It’s not your normal trip to the lab. For Vanderbilt Assistant Professor of Earth and Environmental Sciences Jessica Oster, getting data means getting dirty. Oster and her team are collecting mineral deposits deep inside caves to find clues to climate change.
“The potential is there to look at climate change over the last half million years,“ Oster said. “The thing I love the most is that we’re answering what we think are really cool questions about how climate changes on land. The caving is just a bonus to that.”
Oster is a member of a small group of earth scientists pioneering the use of mineral cave deposits in stalagmites, collectively known as speleothems, as proxies for the prehistoric climate.
“We are interested in understanding carbon and how carbon is transformed as it moves from the soil into the cave,” said Oster.
Blue Spring Cave
Oster’s latest research is in the Blue Spring Cave in Middle Tennessee. At least once a month the team, along with Vanderbilt undergraduates, samples rain water and drip water in the cave and takes measurements of the cave air to understand how the chemistry of that water is changing as it moves from the surface into the cave.
“We can look at how the water chemistry changes through time. But if we’re going to understand that we really need to have a good idea of the modern system in the cave. So what we’re doing at Blue Spring is trying to develop that understanding of the modern system,” said Oster. “We can look at times when things were getting much warmer. We can look at times of rapid climate transitions.”
Data through drips
It turns out that the steady dripping of water deep underground can reveal a surprising amount of information about the constantly changing cycles of heat and cold, precipitation and drought in the turbulent atmosphere above.
As water seeps down through the ground it picks up minerals, most commonly calcium carbonate. When this mineral-rich water drips into caves, it leaves mineral deposits behind that form layers which grow during wet periods and form dusty skins when the water dries up.
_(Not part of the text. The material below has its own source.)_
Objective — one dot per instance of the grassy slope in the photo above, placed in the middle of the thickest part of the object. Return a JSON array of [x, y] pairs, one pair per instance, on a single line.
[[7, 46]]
“These drips over thousands and thousands of years will precipitate a little bit of this mineral and that’s how they form. In that process, starting out as rain and seeping through the soil and the limestone it’s also picking up different chemical signatures of the environment,” said Oster.
Those signatures become crystalized.
“And that’s what we analyze when we look at these climate records,” said Oster.
Oster has done research in numerous caves around the United States and the world.